As the number of U.S. consumers who have heard nothing at all about artificial intelligence continues to drop, organizations are preparing for the expected infusion of AI into everyday life. Payments companies are no exception. American Express Co. is releasing a software-development kit called Agentic Commerce Experiences to help consumers and merchants navigate the burgeoning agentic-commerce arena.
Dubbed ACE, the service provides the technical specifications developers need to enable American Express-issued cards into AI-enabled interactions with a trust and control emphasis. Among its central elements is a registration service for AI agents to verify that only trusted agents are authorized to conduct transactions on the AmEx network. Initially, only U.S.-issued AmEx cards proprietary to AmEx, will be eligible for integrations made with the ACE kit.

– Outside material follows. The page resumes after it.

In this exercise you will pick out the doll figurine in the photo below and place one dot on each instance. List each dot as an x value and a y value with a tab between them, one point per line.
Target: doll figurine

The kit also makes it easy for cardholders to register their cards for agentic transactions and to ensure each cardholder purchase intent is accurately captured. Other elements include the ability of authorized agents to complete payments for AmEx members using tokenized credentials and a utility called Cart Context. This supports sharing cart details before or after a transaction to improve validation, authorizations, and dispute investigations, AmEx says.

“We believe agentic commerce is a massive sea change,” Luke Gebb, AmEx executive vice president and global head of innovation, tells Digital Transactions News, equating it to the introduction of Web-based commerce and mobile commerce for its potential to alter consumer commerce.
Preparing the payments ecosystem for its agentic commerce role is critical. Not only are more consumers aware of AI (Pew Center data says only 5% of consumers know nothing at all about AI), merchants want to ensure consumers can pay in any option they choose.
At the heart of all this is trust.
Trust and control is central to ACE kit and how AmEx will approach agentic commerce in general, Gebb says. “The industry has been grappling with the notion of acquisitions on behalf of humans,” he says. “Trust and security is at the center of it all.”
That’s why, in addition to the tool for software developers, AmEx also launched the Agent Purchase Protection program, which will help AmEx cardholders resolve possible registered agent purchase errors.
Because AmEx is the issuer, network and acquirer, these services can be tightly integrated, Gebb says. That should produce a competitive advantage for the card brand, such as making it easier to manage challenges agentic commerce might present.
Gebb says the two services will work together to give its estimated 34 million U.S. cardholders (according to an Amex digital ads Web page) confidence and clarity so they can step into agentic commerce. The services also could reduce chargebacks and other problems, too, he says.
The payoff for AmEx cardholders is that confidence. “We want consumers to feel confident that they can transact this way and we have their back,” Gebb says.
The ACE Developer Kit is one part of the AmEx agentic-commerce approach. Two other components are ensuring its products, such as Resy restaurant booking and, eventually, Amex Offers and American Express Travel, are discoverable and actionable in AI platforms, and creating proprietary AI-enabled services across its owned platforms to help its card members in their relationships with the card company.
Amex isn’t alone in the program. Initial supporting payments partners include Adyen, Fiserv, Forter, Global Payments, PayPal, and Stripe. Merchant partners include Delta, Expedia, and Hilton.